小出監督が逝去・・・ 僕もあんなふうに人生を終えたい

 二人の五輪メダリストが弔問で涙・・・
 
 
 高橋尚子さんに、「お前はこれからも輝け」小出氏遺言(日刊スポーツ)

00年シドニー五輪金メダリストの高橋尚子さん(46)が、女子マラソン界の名指導者・小出義雄さんの死去から一夜明けた25日、千葉・佐倉市内の自宅へ弔問に訪れた。80歳で亡くなった恩師と約1時間対面した後、涙があふれ出た。入院中の小出さんからは「夢をかなえてくれてありがとう」と電話で感謝を伝えられ、最後に言葉を交わした4月18日には「お前はこれから輝いていけよ」との遺言を授かったと明かした。

   ◇   ◇   ◇

高橋さんは沈痛な面持ちだった。午後1時40分から約1時間。今までの「御礼」「一緒に歩んできた思い出」などを恩師に語りかけた。ただ、いつもと違って目は閉じたままだった。「本当にすぐ目を覚ましそうで…。『高橋です』と言ったら、目を開けていなくても『分かるよ。声で』っていう言葉がいつも返ってきていたので。今日もそうやって目を開けてくれるんじゃないかと思って。すごく苦しい思いになりました」。涙があふれ出た。

3月下旬。小出さんから電話があった。「俺はあと1日、2日だよ」。最初はいつもの冗談かと思い「何言っているんですか」と返したが、様子が違った。「今までいっぱい走ってくれてありがとな。そして夢をかなえてくれてありがとうな」と感謝を伝えられた。米国にいた高橋さんは「大変なことが起きている」と急きょ、帰国した。それから何度も病院へお見舞いに行き、4月以降は手紙も「7、8通」渡したという。

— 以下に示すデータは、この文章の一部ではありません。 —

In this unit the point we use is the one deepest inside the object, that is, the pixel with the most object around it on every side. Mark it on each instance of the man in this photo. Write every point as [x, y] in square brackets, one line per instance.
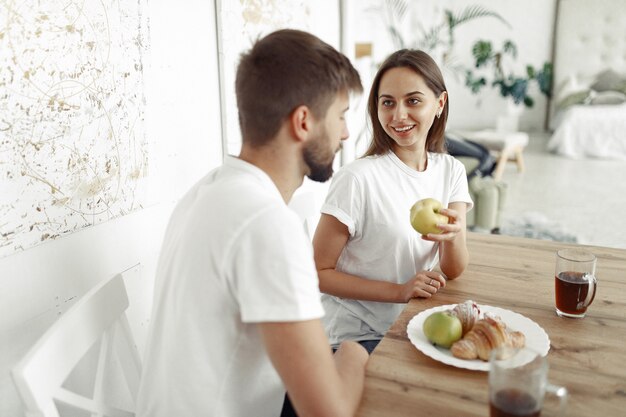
[237, 304]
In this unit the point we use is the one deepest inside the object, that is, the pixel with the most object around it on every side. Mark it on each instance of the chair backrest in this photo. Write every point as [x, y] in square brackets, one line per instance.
[98, 317]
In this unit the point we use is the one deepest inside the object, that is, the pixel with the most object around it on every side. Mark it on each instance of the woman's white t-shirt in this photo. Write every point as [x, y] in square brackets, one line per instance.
[373, 196]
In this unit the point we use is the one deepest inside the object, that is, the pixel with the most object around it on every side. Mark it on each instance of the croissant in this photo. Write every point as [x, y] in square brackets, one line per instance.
[468, 312]
[487, 334]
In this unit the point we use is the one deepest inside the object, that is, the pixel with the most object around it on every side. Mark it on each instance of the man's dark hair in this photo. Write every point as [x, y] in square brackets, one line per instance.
[286, 69]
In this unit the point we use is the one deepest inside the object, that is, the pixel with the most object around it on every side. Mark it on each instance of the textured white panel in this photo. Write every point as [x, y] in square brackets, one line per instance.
[590, 37]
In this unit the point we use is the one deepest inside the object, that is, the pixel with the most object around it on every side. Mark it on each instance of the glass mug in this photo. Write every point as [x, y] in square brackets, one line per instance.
[518, 382]
[574, 282]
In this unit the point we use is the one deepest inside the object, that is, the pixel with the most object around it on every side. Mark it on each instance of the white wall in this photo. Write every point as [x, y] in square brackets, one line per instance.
[183, 115]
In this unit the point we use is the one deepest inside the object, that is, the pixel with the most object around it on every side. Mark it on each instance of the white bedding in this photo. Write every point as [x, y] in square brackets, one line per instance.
[591, 131]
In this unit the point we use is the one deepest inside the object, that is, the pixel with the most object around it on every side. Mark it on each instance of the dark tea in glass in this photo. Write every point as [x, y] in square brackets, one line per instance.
[513, 403]
[574, 282]
[574, 292]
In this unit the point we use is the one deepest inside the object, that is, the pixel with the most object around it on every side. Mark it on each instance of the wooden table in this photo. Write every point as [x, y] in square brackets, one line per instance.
[588, 355]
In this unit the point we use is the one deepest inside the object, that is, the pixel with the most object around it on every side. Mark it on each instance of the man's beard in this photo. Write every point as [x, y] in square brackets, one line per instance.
[318, 157]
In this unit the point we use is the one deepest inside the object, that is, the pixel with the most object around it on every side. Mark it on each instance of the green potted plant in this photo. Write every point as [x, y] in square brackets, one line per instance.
[489, 69]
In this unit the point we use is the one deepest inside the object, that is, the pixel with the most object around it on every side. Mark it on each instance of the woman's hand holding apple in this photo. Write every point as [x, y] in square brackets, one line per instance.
[450, 230]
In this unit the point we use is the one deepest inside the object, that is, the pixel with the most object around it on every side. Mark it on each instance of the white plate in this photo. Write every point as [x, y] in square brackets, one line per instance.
[536, 338]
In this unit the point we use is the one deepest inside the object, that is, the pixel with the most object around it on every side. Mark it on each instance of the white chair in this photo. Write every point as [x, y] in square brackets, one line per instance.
[98, 317]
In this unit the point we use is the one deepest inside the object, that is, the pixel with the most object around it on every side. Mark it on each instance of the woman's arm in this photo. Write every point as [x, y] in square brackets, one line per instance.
[453, 253]
[329, 240]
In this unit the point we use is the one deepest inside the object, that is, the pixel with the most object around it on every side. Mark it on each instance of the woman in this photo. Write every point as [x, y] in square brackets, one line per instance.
[368, 256]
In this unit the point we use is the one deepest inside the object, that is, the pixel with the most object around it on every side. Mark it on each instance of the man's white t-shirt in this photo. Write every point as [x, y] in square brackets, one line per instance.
[373, 196]
[233, 255]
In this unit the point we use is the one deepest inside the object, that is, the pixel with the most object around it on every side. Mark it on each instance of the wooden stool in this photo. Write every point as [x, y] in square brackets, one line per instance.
[508, 146]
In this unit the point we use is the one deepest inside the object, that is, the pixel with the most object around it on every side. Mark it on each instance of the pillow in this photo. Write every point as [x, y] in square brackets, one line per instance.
[608, 80]
[579, 97]
[608, 97]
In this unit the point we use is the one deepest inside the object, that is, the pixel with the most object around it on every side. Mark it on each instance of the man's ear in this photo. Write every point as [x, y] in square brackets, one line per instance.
[301, 121]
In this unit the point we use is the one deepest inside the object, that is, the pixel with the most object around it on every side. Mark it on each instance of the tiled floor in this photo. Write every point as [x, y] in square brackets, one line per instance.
[587, 198]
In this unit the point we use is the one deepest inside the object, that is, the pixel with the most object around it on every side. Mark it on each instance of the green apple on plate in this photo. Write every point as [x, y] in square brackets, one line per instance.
[442, 328]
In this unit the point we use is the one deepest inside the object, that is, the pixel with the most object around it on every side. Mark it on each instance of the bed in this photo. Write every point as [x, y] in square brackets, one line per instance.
[588, 112]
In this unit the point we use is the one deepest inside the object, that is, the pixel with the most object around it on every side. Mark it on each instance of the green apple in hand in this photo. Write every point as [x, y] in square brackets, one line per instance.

最後に対面したのは4月18日だった。小出さんの意識もしっかりしていた。「俺もうダメだからさ。お前はこれからも輝いていけよ」と伝えられた。それが遺言となった。高橋さんは「弱い私を育ててくださり、オリンピック、世界記録も出させていただいたのは小出監督のおかげ。教わったことがすごくたくさんある。それを伝えていけるように。教わったことを忘れないようにしていきたいと思います」。その魂を受け継いでいく。【上田悠太】
 (引用終わり)


 この記事の高橋尚子さんの顔は憔悴しきった様子でした。
 小出監督が高橋尚子さんにかけた『今までいっぱい走ってくれてありがとな、そして夢をかなえてくれてありがとうな』という言葉には思わず涙が出ました。


 もう一人のまな弟子、有森裕子さんも。


 有森裕子さん、小出監督の訃報で涙・・・心に残る言葉「どんなことにも意味はある」(デイリー)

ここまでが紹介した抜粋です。